Just a few weeks ago, President Obama’s re-election campaign appeared to be foundering. Now it’s Mitt Romney’s turn.
The president has checkmated him on immigration, shutting him out of the crucial Hispanic vote while tying him to the most extreme anti-immigration Tea Partiers.
But his hemming, hawing and flip-flopping on health care has been breathtaking: The candidate and his senior advisors can’t seem to agree on whether the penalty for not buying health insurance is a tax or not, as the Supreme Court ruled it was in upholding the individual mandate and the entire Affordable Care Act.
This is important as it takes away from Romney the ability to attack the president for his still-unpopular health care plan, since the one Romney himself created in Massachusetts was the model for Obamacare. So, if the president raised taxes on the middle class, so did Mitt.
Also, some of the president’s attacks on Romney over his tenure as head of Bain Capital appear to be drawing blood.
Republican opinion leaders have begun to panic. Weekly Standard editor Bill Kristol compared Romney with two losing Massachusetts Democrats—Gov. Michael Dukakis in 1988 and Sen. John Kerry in 2004.
“Is it too much to ask Mitt Romney to get off autopilot and actually think about the race he’s running?,” Kristol pleaded, adding:
The economy is of course important. But voters want to hear what Romney is going to do about the economy…What is his economic growth agenda? His deficit reform agenda? His health care reform agenda? His tax reform agenda? His replacement for Dodd-Frank? No need for any of that, I suppose the Romney campaign believes. Just need to keep on “speaking about the economy.”

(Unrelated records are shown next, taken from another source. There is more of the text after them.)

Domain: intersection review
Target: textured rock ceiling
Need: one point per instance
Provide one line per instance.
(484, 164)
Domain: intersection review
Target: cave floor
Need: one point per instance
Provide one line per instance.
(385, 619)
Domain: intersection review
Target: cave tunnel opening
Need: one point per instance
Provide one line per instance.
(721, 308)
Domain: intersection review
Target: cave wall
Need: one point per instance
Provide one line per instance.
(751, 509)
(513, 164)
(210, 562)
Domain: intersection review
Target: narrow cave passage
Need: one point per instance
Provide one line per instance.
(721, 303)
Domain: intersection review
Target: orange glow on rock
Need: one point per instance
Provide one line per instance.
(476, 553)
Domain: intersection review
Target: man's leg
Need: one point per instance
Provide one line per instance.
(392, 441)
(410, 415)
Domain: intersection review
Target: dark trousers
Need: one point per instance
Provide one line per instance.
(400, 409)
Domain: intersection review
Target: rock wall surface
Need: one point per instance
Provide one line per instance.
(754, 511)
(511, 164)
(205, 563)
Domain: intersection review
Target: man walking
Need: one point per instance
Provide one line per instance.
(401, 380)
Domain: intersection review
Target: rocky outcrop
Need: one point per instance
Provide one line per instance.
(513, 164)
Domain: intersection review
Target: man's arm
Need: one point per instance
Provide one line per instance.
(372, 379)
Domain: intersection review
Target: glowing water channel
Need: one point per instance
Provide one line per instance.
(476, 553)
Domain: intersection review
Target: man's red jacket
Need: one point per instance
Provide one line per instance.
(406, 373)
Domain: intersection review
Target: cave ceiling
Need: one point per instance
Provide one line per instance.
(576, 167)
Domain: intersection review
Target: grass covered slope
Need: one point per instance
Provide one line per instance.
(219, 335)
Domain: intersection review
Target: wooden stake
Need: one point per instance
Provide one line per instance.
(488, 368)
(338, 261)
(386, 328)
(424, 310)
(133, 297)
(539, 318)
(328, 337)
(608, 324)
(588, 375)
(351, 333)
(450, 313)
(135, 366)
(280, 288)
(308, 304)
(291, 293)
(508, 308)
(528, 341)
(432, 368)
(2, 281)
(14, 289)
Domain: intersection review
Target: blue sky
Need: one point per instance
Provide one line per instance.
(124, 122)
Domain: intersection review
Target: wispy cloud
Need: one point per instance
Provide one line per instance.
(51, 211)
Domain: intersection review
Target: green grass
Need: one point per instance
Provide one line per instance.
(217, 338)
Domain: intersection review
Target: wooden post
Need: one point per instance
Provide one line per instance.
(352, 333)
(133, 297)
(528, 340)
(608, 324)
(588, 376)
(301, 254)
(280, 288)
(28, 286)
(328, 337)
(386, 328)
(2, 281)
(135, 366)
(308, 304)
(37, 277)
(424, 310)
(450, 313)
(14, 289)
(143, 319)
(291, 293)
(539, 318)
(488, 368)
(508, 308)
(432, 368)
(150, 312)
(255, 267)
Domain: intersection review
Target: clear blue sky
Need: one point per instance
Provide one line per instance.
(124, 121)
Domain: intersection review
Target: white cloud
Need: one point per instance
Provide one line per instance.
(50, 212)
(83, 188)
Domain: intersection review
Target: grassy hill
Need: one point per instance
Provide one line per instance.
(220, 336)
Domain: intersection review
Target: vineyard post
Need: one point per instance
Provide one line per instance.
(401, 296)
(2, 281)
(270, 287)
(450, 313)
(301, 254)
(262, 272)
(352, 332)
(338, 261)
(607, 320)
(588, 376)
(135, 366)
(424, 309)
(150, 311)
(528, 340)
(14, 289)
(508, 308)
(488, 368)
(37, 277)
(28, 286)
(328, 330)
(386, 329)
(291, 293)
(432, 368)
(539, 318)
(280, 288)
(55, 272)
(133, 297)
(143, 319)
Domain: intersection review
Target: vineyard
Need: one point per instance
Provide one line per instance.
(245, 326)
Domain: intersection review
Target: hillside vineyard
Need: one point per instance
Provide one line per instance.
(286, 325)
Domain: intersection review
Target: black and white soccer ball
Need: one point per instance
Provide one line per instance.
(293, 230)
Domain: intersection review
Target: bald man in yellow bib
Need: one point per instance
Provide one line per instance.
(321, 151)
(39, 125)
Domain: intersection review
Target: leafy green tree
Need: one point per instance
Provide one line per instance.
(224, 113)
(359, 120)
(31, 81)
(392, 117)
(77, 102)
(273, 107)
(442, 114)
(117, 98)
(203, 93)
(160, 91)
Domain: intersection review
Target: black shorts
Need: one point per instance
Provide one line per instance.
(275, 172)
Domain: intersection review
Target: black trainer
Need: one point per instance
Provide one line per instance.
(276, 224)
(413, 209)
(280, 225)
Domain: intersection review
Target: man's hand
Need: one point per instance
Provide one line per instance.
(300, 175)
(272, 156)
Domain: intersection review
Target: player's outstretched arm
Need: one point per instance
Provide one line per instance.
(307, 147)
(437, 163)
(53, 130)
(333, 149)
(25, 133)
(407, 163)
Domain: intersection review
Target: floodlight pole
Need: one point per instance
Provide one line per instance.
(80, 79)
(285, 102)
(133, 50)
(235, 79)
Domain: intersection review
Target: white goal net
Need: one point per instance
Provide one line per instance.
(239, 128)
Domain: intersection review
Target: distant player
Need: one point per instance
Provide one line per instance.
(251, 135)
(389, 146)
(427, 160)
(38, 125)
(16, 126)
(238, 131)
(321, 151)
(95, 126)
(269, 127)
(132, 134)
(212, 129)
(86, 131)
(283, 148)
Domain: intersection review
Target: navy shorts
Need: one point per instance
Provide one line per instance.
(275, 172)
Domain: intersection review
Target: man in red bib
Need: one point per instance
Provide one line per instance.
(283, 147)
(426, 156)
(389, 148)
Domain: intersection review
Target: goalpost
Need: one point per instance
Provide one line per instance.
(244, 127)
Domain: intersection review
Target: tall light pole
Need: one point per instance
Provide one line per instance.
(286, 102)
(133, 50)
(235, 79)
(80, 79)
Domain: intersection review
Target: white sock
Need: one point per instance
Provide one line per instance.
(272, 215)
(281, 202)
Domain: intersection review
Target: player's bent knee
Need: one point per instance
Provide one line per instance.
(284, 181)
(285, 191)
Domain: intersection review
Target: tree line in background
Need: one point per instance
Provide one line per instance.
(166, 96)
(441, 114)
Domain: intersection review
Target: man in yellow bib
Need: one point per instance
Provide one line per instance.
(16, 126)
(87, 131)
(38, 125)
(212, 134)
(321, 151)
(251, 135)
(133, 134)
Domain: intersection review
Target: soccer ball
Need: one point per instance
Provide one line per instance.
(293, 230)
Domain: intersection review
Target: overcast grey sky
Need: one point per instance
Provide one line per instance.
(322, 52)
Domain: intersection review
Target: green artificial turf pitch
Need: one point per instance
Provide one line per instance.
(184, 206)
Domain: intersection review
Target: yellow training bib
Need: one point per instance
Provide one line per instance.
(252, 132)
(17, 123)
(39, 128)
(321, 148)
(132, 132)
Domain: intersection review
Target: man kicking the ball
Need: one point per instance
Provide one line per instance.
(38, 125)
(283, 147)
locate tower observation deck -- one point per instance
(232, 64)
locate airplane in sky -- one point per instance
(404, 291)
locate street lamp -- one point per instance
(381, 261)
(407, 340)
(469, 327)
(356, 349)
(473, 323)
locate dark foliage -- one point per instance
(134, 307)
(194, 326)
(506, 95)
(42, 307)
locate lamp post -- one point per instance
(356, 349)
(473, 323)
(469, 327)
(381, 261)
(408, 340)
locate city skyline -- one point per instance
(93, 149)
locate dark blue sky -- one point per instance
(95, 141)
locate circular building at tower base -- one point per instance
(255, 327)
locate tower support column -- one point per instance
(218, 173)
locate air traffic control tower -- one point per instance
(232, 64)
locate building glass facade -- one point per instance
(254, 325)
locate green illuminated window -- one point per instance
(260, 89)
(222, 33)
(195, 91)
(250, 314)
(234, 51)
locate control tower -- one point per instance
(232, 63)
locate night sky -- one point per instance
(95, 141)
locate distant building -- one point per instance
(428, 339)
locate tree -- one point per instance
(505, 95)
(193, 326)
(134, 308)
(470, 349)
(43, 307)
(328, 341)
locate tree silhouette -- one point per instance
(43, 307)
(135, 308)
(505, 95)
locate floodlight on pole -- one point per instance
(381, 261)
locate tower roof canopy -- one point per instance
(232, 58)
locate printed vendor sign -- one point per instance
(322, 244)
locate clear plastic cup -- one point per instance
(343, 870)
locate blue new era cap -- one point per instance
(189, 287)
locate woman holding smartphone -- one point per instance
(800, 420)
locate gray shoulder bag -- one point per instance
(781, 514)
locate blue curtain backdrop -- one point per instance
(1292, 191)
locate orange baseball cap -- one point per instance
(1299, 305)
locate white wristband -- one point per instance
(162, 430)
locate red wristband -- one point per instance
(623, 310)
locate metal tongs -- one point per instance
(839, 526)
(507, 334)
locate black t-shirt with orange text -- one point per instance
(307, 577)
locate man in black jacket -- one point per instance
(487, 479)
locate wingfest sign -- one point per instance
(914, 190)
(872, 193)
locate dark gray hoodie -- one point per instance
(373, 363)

And then there’s Rupert Murdoch, chairman and CEO of News Corp. (which owns MarketWatch, for whom I write a markets and investing column that’s separate from this blog).
The head of the conservative Fox News Channel took to Twitter to write some stinging tweets about the Romney campaign. He complained that the candidate “seems to play everything safe” and even suggested Romney would lose unless he “drops old friends from team and hires some real pros.”
Another News Corp. property, The Wall Street Journal’s editorial page, echoed Kristol and Murdoch’s criticisms:
The Romney campaign thinks it can play it safe and coast to the White House by saying the economy stinks and it’s Mr. Obama’s fault…Thanks, guys, but Americans already know that. What they want to hear from the challenger is some understanding of why the President’s policies aren’t working and how Mr. Romney’s policies will do better.
Here’s the real problem: Romney supports supply-side economics doctrines that haven’t worked in 20 years. His economic plan makes the deficit worse, not better, precisely because it favors the huge tax cuts the Republican base loves. And there’s absolutely no evidence his plan to cut corporate income taxes will create jobs, but it could make the deficit worse, too.
So, although Romney has published voluminous programs, none of them would actually solve the problems. That’s why he can’t sell them to the American people.
Of course, Romney could tear up these plans and boldly try something new. But that would mean slapping the Republican base upside its head, and if you think he’s getting flak now, you ain’t seen nothing yet!
Real leadership requires the guts to sometimes tell your supporters what they don’t want to hear, and on that front, Romney has been missing in action since the campaign began.